The Light Burns On
When I was fifteen, my journalism teacher told me I was talented enough to someday be editor of the school’s newspaper. He told me I was a gifted writer and a solid journalist, with the potential to be an exceptional leader. With those words, he helped write the plot of one of my life’s major storylines.
He saw these traits in me before I even had an inkling they existed.
That teacher, Thomas Toulmin, died this month, and I’ve been reflecting since about his role in my life, in the career paths I’ve chosen, in the vision I’ve built of myself—one he helped create.
Fun fact: in my original version of the previous sentence, I’d written “passed away” instead of “died.” But the Mr. Toulmin who taught me so much of what I know about journalism would have taken a red pen to that phrase. “Euphemism,” he would have written. “Be precise.”
His devotion to the concept of telling it like it is, his commitment to details and facts, once led to a huge blow up between us when I was a senior in high school and editor of The Lion’s Tale.
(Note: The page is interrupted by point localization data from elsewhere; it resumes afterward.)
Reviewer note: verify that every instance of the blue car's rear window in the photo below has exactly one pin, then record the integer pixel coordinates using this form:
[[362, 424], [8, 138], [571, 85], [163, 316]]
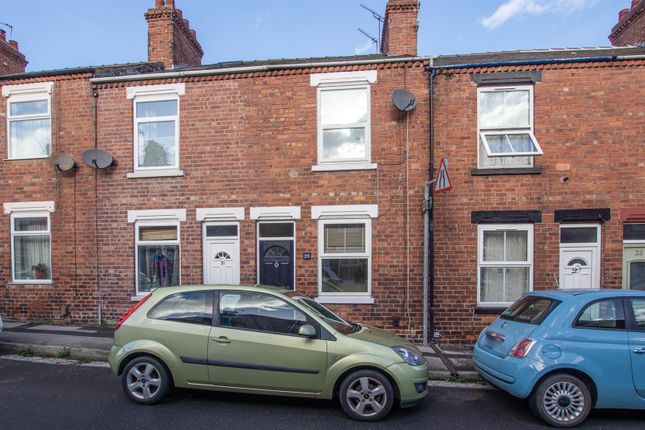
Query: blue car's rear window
[[530, 309]]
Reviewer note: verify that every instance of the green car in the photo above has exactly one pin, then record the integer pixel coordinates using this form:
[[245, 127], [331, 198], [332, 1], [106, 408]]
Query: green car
[[262, 340]]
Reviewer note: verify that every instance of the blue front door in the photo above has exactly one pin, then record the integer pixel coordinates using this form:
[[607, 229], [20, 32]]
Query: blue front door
[[276, 263]]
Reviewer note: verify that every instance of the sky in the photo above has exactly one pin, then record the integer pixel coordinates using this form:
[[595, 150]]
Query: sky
[[73, 33]]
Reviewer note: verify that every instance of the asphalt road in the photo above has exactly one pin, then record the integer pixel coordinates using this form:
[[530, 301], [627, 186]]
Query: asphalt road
[[45, 396]]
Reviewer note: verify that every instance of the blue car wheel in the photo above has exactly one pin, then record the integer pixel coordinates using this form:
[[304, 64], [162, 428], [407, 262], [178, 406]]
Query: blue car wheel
[[561, 400]]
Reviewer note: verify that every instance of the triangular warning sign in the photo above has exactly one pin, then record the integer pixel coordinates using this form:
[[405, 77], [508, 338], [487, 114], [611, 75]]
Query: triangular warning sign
[[442, 182]]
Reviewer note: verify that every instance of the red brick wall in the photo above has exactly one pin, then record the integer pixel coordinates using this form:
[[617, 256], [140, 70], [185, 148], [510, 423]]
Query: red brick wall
[[72, 224], [630, 29], [590, 122], [250, 140]]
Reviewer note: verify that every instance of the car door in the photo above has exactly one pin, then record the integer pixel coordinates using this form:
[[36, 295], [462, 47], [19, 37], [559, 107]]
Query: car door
[[182, 323], [255, 344], [636, 307]]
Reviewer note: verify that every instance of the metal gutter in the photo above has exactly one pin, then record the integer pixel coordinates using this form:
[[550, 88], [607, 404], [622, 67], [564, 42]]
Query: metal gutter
[[251, 69]]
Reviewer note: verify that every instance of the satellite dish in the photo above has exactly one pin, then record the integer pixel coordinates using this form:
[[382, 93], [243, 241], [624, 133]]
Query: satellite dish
[[404, 100], [64, 163], [98, 159]]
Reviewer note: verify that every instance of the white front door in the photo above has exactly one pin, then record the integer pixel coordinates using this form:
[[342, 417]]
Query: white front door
[[576, 268], [222, 262]]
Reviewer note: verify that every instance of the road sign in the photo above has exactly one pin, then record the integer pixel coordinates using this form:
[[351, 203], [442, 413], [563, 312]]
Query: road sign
[[442, 183]]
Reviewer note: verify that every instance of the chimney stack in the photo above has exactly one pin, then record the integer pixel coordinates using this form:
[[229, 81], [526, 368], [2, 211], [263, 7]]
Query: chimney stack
[[170, 38], [400, 27], [12, 61], [630, 29]]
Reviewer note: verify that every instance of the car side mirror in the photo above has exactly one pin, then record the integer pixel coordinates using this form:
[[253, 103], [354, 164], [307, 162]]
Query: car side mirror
[[307, 330]]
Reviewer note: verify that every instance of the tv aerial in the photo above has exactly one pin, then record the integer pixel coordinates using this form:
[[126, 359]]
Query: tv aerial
[[404, 100], [380, 20], [97, 159]]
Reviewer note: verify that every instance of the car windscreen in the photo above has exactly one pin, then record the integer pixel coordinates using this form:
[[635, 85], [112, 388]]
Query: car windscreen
[[530, 309]]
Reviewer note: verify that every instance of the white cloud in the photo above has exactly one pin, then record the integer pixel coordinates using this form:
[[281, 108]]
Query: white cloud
[[365, 47], [513, 8]]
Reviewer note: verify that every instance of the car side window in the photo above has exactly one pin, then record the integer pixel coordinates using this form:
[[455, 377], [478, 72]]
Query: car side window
[[638, 310], [195, 307], [607, 314], [260, 312]]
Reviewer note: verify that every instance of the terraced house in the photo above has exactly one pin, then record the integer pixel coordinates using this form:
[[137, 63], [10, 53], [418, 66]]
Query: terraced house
[[302, 173]]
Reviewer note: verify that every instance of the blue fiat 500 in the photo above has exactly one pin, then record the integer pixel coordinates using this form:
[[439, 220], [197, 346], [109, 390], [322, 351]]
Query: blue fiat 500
[[568, 351]]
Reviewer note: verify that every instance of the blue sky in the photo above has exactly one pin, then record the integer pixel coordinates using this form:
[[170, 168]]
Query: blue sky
[[69, 33]]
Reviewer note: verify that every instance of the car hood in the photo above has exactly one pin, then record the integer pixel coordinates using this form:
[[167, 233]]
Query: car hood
[[381, 337]]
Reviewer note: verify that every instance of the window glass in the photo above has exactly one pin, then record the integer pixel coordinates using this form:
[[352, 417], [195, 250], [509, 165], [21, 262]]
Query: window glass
[[578, 235], [152, 233], [634, 232], [158, 108], [31, 249], [348, 275], [221, 230], [530, 310], [260, 312], [603, 314], [34, 107], [30, 138], [344, 238], [638, 308], [157, 144], [276, 229], [194, 307], [343, 106]]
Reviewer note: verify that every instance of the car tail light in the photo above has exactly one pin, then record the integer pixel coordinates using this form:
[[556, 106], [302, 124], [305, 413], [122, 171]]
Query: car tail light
[[130, 311], [522, 348]]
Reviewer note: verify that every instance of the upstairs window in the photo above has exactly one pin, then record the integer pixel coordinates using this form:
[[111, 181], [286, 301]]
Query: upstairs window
[[505, 134], [156, 126], [344, 135], [29, 120]]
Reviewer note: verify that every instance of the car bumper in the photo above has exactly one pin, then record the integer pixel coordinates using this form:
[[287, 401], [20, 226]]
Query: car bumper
[[412, 382], [513, 375]]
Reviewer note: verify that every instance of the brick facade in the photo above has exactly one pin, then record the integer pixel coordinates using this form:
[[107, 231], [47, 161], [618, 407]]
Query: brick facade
[[630, 29]]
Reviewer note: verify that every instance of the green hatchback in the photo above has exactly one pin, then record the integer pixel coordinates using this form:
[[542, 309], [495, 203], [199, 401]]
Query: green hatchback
[[262, 340]]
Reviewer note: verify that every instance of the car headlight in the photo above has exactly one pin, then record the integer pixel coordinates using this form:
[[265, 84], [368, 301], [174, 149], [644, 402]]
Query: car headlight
[[409, 356]]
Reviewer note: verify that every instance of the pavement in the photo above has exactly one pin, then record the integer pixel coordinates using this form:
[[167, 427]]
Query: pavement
[[93, 344]]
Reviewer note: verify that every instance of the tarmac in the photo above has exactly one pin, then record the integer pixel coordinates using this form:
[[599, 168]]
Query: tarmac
[[93, 344]]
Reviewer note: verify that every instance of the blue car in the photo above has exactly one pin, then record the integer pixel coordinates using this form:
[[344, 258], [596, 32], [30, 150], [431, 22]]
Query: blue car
[[568, 351]]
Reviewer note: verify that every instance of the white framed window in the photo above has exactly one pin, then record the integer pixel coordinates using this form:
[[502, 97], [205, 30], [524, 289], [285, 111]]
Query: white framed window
[[505, 127], [31, 247], [344, 120], [29, 131], [157, 255], [505, 263], [156, 128]]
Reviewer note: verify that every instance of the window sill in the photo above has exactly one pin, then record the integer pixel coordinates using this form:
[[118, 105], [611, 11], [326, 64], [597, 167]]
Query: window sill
[[490, 310], [342, 299], [334, 167], [42, 157], [161, 173], [508, 171]]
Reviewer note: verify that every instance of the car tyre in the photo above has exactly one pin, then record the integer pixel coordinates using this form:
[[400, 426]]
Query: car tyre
[[366, 395], [561, 400], [146, 380]]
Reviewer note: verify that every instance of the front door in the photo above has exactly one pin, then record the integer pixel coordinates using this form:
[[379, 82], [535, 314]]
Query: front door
[[221, 254], [580, 256], [223, 263], [276, 263]]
He told me point blank that the paper was going to run a story about an important incident at the school involving a close friend of mine. I didn’t think we should cover it. Privacy, I insisted. We’d be like vultures feeding off someone’s misfortune.
Though he expressed deep empathy, Mr. Toulmin didn’t waver in his stance. “People will just spread gossip if we don’t print the facts,” he said (and of course I’m paraphrasing). “It’s a journalist’s job to get the truth in front of the public. It’s our ethical obligation.” I continued to balk, and he finally said, “I understand your concerns. You don’t have to be the one to write it, but it’s going in the paper.”
Mad as I was, I wrote the story myself and, in the process, learned a huge lesson—doing what’s easy isn’t always right, and doing what’s right isn’t always easy.
I also learned that you can treat people with kindness and compassion and still have expectations of them. I learned how to be a caring leader.
Over the years, Mr. Toulmin turned into Tom. We became colleagues, and then friends. I’m glad that over the course of that time, I was able to express what his influence meant to me.
I know I’m not the only one of his former students grieving. Hundreds of us—his sloths and later, I’m told, his vegetables—can tell similar stories of his impact on our lives. For all of us, the loss of his physical being leaves a void. But within that void, the steady light of his legacy continues to burn.